In a long running thread running in an ASP.NET application deployed to the server, the current activity is aborted with a Thread Aborted exception. Annoyingly when run locally in the development environment the Thread Aborted exception never seems to be raised.

The exception contains no information about what caused it to be raised, and it might be raised at different points in the code at different times.

Cause

This error/exception can indicate that the application pool is being recycled or stopped. This is also why it does not typically happen on a development PC because if the development server is being used and not IIS then application pools are never a factor.

If the exception is caused by the application pool being stopped or recycled then there will be a corresponding message in the System event log indicating why. For example:

A worker process with process id of '1234' serving application pool 'my-app' was shutdown due to inactivity. Application Pool timeout configuration was set to 5 minutes. A new worker process will be started when needed.

Possible remedy

Assuming that the pool is being shutdown due to inactivity then increase the "Idle Time-out (minutes)" value for the application pool serving the application.

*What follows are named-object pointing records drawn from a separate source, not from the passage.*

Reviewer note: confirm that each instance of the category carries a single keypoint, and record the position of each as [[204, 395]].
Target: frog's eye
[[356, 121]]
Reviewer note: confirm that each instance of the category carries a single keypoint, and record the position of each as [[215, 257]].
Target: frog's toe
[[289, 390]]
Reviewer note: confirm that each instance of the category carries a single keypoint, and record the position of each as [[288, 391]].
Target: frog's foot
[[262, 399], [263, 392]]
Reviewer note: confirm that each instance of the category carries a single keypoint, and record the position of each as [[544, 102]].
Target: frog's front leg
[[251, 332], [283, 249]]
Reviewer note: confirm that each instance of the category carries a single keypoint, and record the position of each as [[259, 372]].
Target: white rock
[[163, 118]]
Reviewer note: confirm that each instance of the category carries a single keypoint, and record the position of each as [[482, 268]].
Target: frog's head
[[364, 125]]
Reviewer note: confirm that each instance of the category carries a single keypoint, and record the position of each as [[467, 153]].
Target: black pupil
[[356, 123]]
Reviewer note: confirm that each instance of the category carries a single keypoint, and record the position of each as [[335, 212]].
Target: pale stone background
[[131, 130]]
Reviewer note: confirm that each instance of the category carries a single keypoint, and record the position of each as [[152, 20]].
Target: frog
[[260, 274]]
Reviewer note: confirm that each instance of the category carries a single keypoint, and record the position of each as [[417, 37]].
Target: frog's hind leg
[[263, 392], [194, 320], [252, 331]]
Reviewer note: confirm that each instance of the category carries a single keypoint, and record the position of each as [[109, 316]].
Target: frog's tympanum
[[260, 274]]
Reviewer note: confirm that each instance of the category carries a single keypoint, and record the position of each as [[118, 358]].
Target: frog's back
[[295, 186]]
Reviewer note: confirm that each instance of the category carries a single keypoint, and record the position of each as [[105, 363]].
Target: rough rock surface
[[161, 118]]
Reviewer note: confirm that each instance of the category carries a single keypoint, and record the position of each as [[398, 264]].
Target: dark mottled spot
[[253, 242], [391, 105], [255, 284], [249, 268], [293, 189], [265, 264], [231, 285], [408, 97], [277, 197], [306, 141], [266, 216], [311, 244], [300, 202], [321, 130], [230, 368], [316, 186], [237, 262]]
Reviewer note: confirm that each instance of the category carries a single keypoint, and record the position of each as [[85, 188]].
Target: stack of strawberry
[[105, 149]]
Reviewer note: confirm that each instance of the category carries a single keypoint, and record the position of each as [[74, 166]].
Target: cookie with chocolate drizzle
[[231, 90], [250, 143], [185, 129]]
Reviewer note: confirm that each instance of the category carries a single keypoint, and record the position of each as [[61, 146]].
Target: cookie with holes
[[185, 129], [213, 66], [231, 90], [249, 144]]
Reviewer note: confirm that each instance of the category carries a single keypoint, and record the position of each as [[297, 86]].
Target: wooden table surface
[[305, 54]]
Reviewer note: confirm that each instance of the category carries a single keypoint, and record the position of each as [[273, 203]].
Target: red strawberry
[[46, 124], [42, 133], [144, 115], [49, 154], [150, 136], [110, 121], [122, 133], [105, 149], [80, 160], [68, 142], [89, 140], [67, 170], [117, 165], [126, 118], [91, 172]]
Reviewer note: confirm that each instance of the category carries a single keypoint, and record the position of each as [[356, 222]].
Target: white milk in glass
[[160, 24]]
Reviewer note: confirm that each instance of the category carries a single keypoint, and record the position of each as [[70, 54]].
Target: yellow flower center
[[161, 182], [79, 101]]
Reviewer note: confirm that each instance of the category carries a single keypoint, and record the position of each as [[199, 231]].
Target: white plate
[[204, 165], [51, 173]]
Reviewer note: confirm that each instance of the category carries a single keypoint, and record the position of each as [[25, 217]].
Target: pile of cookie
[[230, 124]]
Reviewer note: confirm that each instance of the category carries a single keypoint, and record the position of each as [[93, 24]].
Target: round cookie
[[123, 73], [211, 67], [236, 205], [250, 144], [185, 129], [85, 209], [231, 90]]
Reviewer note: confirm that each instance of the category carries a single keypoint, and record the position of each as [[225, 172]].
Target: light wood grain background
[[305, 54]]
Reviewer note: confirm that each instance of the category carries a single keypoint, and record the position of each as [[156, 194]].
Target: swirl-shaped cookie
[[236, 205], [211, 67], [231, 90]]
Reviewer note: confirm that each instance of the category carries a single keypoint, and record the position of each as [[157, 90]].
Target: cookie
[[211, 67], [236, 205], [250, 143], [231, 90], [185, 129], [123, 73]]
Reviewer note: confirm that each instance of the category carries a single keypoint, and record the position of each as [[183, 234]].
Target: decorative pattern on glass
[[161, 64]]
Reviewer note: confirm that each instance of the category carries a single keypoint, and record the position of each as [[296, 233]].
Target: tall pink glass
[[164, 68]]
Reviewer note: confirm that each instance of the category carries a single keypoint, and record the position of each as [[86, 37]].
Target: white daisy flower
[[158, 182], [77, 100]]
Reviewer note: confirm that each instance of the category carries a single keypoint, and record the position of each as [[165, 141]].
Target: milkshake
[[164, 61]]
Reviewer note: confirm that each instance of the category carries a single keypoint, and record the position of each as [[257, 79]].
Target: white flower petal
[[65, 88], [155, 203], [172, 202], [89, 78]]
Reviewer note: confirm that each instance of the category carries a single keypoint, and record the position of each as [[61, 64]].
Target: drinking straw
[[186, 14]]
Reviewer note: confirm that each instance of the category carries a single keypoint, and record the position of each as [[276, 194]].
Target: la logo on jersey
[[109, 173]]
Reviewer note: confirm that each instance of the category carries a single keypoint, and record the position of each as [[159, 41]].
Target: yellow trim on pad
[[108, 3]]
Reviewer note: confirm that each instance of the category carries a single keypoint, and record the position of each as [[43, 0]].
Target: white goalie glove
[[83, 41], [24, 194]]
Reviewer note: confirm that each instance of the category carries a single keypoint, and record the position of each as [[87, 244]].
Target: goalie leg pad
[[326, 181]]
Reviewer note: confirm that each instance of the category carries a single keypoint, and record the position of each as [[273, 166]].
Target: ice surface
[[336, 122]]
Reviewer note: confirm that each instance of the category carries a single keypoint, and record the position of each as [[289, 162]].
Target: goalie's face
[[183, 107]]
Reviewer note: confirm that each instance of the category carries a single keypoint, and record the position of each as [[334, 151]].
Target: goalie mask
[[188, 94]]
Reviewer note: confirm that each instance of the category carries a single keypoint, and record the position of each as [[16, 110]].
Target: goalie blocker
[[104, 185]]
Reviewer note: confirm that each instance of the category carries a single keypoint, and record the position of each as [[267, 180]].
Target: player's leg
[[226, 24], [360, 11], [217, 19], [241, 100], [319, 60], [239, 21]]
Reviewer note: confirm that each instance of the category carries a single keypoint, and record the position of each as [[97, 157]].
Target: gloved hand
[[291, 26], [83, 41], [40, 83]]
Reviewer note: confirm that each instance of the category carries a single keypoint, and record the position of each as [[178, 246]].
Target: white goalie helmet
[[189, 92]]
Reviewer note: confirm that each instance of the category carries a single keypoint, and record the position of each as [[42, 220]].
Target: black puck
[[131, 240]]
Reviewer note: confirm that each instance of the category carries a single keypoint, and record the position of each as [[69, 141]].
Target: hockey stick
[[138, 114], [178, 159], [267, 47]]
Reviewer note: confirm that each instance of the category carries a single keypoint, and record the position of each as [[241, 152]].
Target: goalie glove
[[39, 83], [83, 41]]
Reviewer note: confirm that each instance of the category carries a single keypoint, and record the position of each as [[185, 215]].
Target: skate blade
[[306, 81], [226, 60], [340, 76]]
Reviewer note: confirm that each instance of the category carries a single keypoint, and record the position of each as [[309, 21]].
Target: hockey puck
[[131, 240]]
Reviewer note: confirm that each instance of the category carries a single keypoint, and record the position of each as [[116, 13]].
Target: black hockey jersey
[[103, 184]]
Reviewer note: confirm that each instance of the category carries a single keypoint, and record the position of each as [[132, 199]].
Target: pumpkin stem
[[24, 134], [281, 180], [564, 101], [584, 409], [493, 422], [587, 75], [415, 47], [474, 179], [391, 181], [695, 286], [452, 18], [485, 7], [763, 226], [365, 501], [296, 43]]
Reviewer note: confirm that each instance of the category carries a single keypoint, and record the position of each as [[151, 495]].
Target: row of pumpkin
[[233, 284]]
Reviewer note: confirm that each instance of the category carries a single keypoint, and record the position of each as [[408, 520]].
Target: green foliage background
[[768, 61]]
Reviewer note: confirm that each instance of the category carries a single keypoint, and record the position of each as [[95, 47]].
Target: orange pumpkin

This is the number of minutes that a worker process will remain idle before being shutdown. However "idle" is defined as responding to requests, not whether the thread is doing something. So this is not idle time but the length of time to wait after there have been no requests before shutting down the worker-process. Since the pool is managed by IIS and IIS does not know whether the thread is busy, it is perhaps reasonable for IIS to assume that the worker-process is idle if IIS has not seem any requests for the set length of time. On a busy site the server will not have to wait long between requests so the idle time-out setting does not come into play.

If you have a long running thread then increase this value. I have some sites where this is set to 60 minutes (i.e. an hour) and on one to 1440 minute (i.e. a day).


These notes have been tested on Windows 2008 Server, and may apply to other versions as well.